La part provinciale des recettes gouvernementales est plus élevée au Canada que dans toute autre fédération parce que les deux ordres de gouvernement – le fédéral et le provincial – ont accès aux quatre principales sources de recettes fiscales : l’impôt sur le revenu des particuliers, l’impôt sur les sociétés, les taxes de vente et les charges sociales. En plus, les provinces seules ont accès aux redevances sur les ressources naturelles. Il s’agit d’une importante source de recettes dans un pays qui possède des ressources aussi abondantes que le Canada. Aux États-Unis, par exemple, Washington perçoit ces redevances.

Le poids fiscal exceptionnel des provinces canadiennes est renforcé par leur pouvoir de fixer leurs propres taux d’imposition.

Ayant énuméré les faits, j’aimerais énoncer pour terminer certains des principes fondamentaux qui continueront de guider le gouvernement du Canada dans l’avenir.

Le premier de ces principes est la prudence. Il n’y a pas si longtemps, le Canada était aux prises avec un énorme déficit. Nous nous sommes sortis de ce pétrin à force de fermeté, de discipline et de prudence. Notre prudence est justifiée par la rapidité avec laquelle un bilan financier peut changer – même à court terme. Aux États-Unis, par exemple, un surplus projeté de 300 milliards de dollars s’est évaporé en l’espace de quelques mois.

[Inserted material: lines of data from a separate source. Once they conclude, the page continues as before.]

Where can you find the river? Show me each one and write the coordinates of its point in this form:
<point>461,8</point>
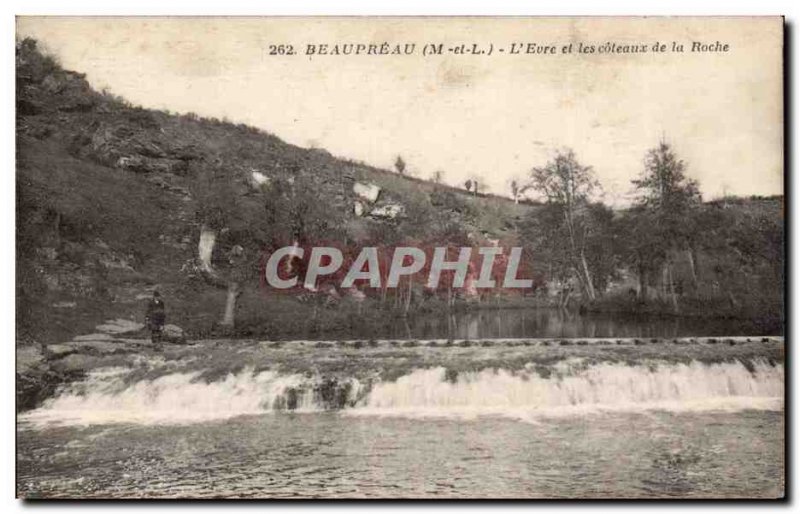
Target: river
<point>426,419</point>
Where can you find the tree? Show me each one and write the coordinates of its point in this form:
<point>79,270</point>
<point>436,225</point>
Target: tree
<point>224,233</point>
<point>669,198</point>
<point>400,165</point>
<point>567,186</point>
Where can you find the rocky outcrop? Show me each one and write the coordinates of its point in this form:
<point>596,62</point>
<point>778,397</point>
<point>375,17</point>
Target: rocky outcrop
<point>367,192</point>
<point>388,211</point>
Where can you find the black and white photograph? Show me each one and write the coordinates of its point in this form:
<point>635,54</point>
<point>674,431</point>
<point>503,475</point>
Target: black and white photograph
<point>404,257</point>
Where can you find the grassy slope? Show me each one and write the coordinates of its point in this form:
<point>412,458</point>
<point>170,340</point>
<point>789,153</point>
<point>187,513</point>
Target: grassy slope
<point>99,235</point>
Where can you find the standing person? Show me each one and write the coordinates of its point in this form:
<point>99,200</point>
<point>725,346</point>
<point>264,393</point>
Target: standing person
<point>155,317</point>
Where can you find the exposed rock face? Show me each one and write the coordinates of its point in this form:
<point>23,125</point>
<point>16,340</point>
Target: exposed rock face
<point>143,164</point>
<point>259,179</point>
<point>120,326</point>
<point>358,209</point>
<point>205,248</point>
<point>368,192</point>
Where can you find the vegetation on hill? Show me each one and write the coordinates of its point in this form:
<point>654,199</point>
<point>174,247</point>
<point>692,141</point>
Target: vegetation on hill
<point>115,201</point>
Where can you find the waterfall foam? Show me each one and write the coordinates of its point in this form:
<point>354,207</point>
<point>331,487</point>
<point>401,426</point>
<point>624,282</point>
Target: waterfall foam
<point>568,387</point>
<point>573,388</point>
<point>106,397</point>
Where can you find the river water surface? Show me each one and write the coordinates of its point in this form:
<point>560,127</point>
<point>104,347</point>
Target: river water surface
<point>491,419</point>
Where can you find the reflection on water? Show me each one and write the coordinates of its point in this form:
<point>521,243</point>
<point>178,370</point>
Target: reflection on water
<point>517,323</point>
<point>658,454</point>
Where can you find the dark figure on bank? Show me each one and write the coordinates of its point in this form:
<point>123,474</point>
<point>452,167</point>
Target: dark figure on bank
<point>155,317</point>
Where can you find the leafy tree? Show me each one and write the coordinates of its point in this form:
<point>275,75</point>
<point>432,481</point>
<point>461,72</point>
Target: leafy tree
<point>567,186</point>
<point>669,199</point>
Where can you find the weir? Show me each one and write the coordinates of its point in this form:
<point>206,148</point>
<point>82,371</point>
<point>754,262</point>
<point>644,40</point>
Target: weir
<point>567,386</point>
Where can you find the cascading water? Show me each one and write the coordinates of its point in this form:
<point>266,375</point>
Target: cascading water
<point>571,387</point>
<point>568,387</point>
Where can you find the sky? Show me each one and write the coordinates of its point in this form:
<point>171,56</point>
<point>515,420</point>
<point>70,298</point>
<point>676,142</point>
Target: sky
<point>491,116</point>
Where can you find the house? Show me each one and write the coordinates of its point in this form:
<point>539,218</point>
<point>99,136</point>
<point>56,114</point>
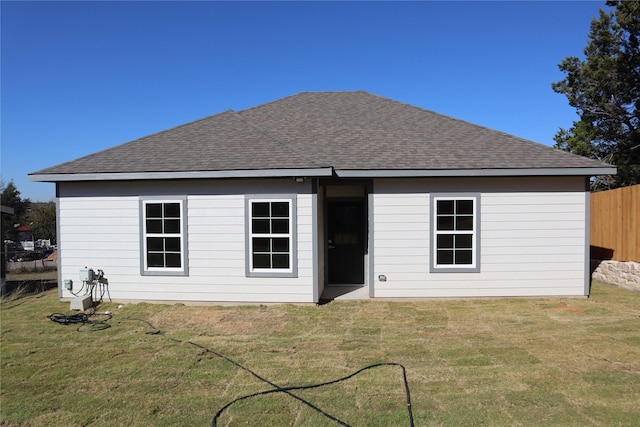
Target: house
<point>318,192</point>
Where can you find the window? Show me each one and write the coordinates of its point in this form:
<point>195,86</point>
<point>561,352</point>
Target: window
<point>163,237</point>
<point>271,237</point>
<point>454,224</point>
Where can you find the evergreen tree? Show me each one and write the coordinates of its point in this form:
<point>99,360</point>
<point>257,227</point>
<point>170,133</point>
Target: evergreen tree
<point>605,90</point>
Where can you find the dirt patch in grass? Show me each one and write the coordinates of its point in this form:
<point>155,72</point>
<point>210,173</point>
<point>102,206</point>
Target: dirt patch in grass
<point>216,321</point>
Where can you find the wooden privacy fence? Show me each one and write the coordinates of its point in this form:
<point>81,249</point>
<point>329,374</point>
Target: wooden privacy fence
<point>615,224</point>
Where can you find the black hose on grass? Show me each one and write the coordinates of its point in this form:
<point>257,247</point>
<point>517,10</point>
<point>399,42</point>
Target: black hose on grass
<point>83,319</point>
<point>95,325</point>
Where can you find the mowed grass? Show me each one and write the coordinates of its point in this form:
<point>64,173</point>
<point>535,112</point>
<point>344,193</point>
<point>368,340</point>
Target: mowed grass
<point>492,362</point>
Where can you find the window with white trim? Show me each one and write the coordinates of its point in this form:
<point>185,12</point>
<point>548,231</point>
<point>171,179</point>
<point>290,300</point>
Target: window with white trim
<point>454,233</point>
<point>163,237</point>
<point>271,237</point>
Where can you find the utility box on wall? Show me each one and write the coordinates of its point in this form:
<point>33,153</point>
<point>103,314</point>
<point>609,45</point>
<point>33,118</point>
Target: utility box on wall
<point>87,275</point>
<point>81,303</point>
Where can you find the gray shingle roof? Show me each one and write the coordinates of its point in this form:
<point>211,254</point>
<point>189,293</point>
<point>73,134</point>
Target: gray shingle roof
<point>343,130</point>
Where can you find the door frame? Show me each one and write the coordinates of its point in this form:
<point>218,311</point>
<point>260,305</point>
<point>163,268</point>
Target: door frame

Les projections optimistes des revenus à long terme ne sont justement que des projections. Il serait hautement irresponsable de la part de n’importe quel gouvernement national d’agir aujourd’hui en fonction de prévisions de la situation dans 20 ans.

Le second principe primordial est la collaboration. Les faits relatifs à l’équilibre fiscal au Canada importent moins en définitive que l’esprit de collaboration et de communauté d’intérêts qui doit sous-tendre les relations fédérales-provinciales. Voilà l’esprit constructif que nous avons toujours offert à nos partenaires provinciaux. Devant les défis actuels et futurs, nous devrons unir notre volonté et nos ressources pour atteindre l’objectif que partagent tous les gouvernements : promouvoir la prospérité à long terme et une meilleure qualité de vie pour tous nos citoyens.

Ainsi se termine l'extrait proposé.